生境破壞 Habitat Destruction
Hong Kong possesses various types of habitats for many different species to live in. However, when these habitats are degraded or destroyed, they can no longer support the organisms living there. This will result in the loss of species, or even extinction of endemic species. In other words, there will be a decrease in biodiversity.
Habitat destruction can be caused by natural or anthropogenic (human-related) factors. Natural causes include hill fires, volcanic activities and climate change, while human causes include urban development, clearing land for agriculture, construction of infrastructure, etc. As urban and rural areas exist shoulder to shoulder in Hong Kong, human activities plays an even more important role in habitat destruction.
1. Urban expansion
Hong Kong has seen rapid urban expansion in recent years resulted from new town and New Territories Small House development. When natural areas are transformed into urban areas, habitats like woodland and wetlands will be replaced by flat ground with buildings (Fig. 1). This takes away the natural shelters of many organisms such as birds and fish.
Other than residential use, some habitats will also be exploited for business or entertainment uses, such as to establish open cargo storage (Fig. 2) resorts and golf courses (Fig. 3).
Not only does urban expansion directly destroy habitats, it also speeds up erosion, which leads to soil degradation. Since vegetation in the area is removed (Fig. 4, 5) and the natural drainage is altered, excess water in the soil cannot be cleared away. Moreover, a layer of concrete covering the topsoil makes is difficult for rainwater to be drained away. These add up to result in easier erosion of soil by water. Besides that, without the protection of plants, the soil is more vulnerable to erosion by wind as well. Eventually, the soil in both the developed area and neighbouring areas would become poor, and habitat deterioration is made more severe.

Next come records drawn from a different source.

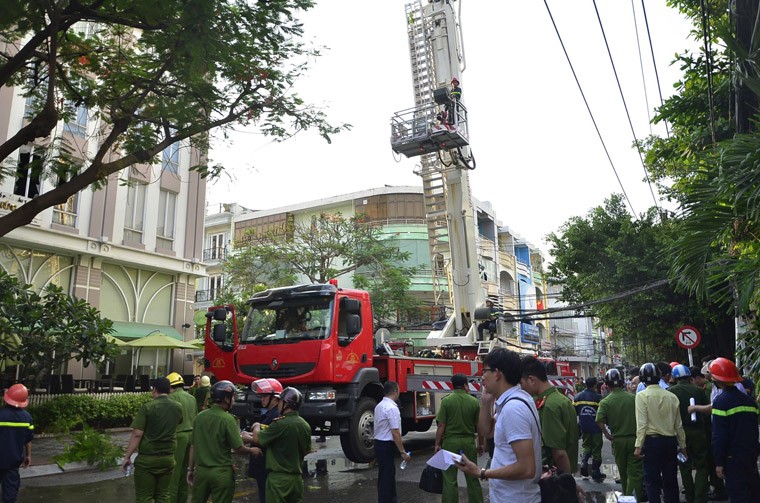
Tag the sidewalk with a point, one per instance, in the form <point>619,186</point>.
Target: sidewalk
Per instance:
<point>46,446</point>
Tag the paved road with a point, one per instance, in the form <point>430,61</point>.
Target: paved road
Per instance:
<point>332,478</point>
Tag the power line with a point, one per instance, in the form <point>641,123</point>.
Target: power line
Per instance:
<point>654,63</point>
<point>588,108</point>
<point>625,106</point>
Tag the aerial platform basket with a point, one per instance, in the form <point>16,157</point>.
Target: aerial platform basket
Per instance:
<point>422,130</point>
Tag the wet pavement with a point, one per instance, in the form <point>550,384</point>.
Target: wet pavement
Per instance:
<point>331,477</point>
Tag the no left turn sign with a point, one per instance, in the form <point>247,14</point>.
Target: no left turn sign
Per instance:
<point>688,337</point>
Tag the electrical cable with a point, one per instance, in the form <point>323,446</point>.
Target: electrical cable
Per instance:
<point>654,63</point>
<point>641,66</point>
<point>625,106</point>
<point>588,108</point>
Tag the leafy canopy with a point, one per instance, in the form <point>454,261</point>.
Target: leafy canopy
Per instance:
<point>44,331</point>
<point>149,74</point>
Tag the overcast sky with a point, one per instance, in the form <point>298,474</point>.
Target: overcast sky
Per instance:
<point>539,159</point>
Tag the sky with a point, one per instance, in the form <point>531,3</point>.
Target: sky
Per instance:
<point>539,159</point>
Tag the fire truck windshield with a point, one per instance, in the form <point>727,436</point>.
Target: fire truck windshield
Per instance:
<point>285,321</point>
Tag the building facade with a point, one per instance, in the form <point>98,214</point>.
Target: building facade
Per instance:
<point>132,249</point>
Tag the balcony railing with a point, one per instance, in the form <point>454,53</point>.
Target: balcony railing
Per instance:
<point>216,253</point>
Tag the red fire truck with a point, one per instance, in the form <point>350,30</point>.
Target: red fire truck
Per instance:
<point>319,339</point>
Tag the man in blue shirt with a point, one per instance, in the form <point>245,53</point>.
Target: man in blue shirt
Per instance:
<point>16,432</point>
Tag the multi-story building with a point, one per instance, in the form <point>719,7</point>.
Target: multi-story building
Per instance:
<point>510,268</point>
<point>132,249</point>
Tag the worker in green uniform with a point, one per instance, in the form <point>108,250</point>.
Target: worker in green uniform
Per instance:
<point>154,437</point>
<point>457,426</point>
<point>287,441</point>
<point>215,435</point>
<point>559,426</point>
<point>617,411</point>
<point>178,488</point>
<point>697,442</point>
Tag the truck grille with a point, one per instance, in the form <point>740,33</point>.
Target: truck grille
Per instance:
<point>284,370</point>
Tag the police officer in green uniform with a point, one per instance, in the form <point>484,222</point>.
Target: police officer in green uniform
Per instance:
<point>154,437</point>
<point>287,441</point>
<point>617,411</point>
<point>697,443</point>
<point>215,434</point>
<point>559,426</point>
<point>178,488</point>
<point>457,424</point>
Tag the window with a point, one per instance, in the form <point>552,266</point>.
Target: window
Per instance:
<point>28,175</point>
<point>170,158</point>
<point>78,124</point>
<point>167,207</point>
<point>133,218</point>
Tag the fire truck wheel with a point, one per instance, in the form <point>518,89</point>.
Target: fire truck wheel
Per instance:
<point>357,443</point>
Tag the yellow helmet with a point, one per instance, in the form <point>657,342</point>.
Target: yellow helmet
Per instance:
<point>175,379</point>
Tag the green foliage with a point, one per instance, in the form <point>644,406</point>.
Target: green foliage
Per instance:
<point>68,412</point>
<point>93,447</point>
<point>150,74</point>
<point>608,253</point>
<point>43,331</point>
<point>328,247</point>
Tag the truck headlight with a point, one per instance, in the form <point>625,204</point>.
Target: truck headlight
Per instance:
<point>324,394</point>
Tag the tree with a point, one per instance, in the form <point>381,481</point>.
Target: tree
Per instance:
<point>51,328</point>
<point>328,247</point>
<point>609,253</point>
<point>149,74</point>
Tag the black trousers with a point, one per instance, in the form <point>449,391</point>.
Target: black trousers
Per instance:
<point>385,452</point>
<point>10,481</point>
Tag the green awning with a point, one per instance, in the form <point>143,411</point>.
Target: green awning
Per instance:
<point>130,330</point>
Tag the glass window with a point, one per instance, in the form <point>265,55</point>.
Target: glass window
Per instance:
<point>133,217</point>
<point>167,207</point>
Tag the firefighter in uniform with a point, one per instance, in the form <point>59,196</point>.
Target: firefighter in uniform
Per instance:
<point>268,391</point>
<point>287,441</point>
<point>16,432</point>
<point>697,443</point>
<point>735,437</point>
<point>586,405</point>
<point>178,490</point>
<point>215,435</point>
<point>457,424</point>
<point>618,412</point>
<point>154,437</point>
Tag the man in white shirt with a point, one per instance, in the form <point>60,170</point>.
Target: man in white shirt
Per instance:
<point>387,440</point>
<point>516,465</point>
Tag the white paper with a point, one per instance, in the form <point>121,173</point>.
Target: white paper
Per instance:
<point>443,459</point>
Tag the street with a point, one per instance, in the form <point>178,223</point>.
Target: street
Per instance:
<point>331,477</point>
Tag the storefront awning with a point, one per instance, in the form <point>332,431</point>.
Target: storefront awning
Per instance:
<point>129,330</point>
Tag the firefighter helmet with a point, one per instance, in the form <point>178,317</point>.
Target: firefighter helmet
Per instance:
<point>724,370</point>
<point>17,396</point>
<point>292,397</point>
<point>613,377</point>
<point>222,390</point>
<point>680,371</point>
<point>175,379</point>
<point>267,387</point>
<point>649,373</point>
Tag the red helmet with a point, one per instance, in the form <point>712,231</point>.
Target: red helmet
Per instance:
<point>724,370</point>
<point>267,386</point>
<point>17,396</point>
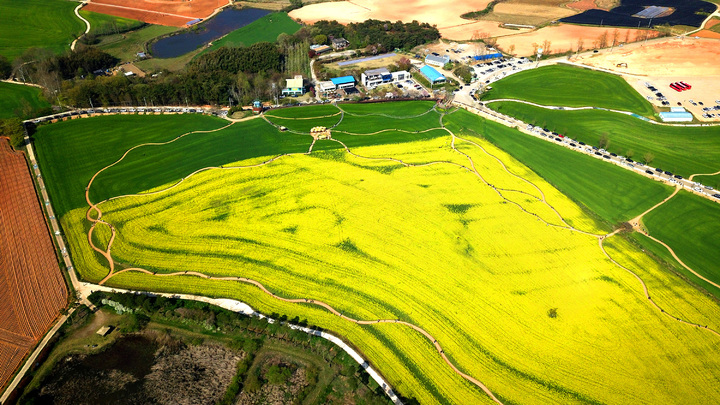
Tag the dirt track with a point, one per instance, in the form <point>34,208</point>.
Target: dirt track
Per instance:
<point>32,289</point>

Other than the above-mentioned, construction work also causes various pollutions such as water, air and soil pollution. Upon completing construction, the subsequent anthropogenic activities will bring noise pollution too. This may force organisms that require a quiet living environment, such as birds, to move and seek shelter elsewhere.
2. Building infrastructures
The Hong Kong government launched the Ten Major Infrastructure Projects in 2007. The Projects include the MTR Shatin to Central Link, the Hong Kong-Zhuhai-Macau Bridge, the North East New Territories New Development Areas, etc. However, when carrying out these projects, habitat destruction is also brought about.
One of the Projects is the Hong Kong-Zhuhai-Macau Bridge, situated along the coast outside Tung Chung. As part of the Bridge involves a sea viaduct, piers have to be built by digging into the seabed (Fig. 6), which causes the loss of shelter of seabed organisms. Also, sand and mud will be stirred up during the construction. There are also incidents, in which a sand barge was suspected to have leaked sand into the water, bringing further harm to the marine environment (Fig. 7). After construction, the increased freight and ferry traffic may further disturb nearby waters or even threatens the life of marine organisms there.
Other than the Ten Major Infrastructure Projects, other transportation structures such as roads will also find their way into rural areas following urban development. This may result in habitat fragmentation, in which natural resources are divided into smaller portions (Fig. 8), making it more difficult for organisms to survive.
3. Illegal waste material disposal
In 2005, the Construction Waste Disposal Charging Scheme became effective. To avoid paying for the waste, some workers would dump waste materials in the countryside after the construction (Fig. 9 and 10). Some of the waste may release toxins, which seep into the land and underground water, or directly enter ponds and lakes, polluting the aquatic habitats.
Human activities may unknowingly damage natural habitats, leading to the loss of beautiful natural scenery. More importantly, it also causes the loss of species, some of which are beneficial to us. Therefore, when carrying out city development, we should also consider how to achieve a balance between development and conservation, and how to protect the Hong Kong’s precious species and natural habitats.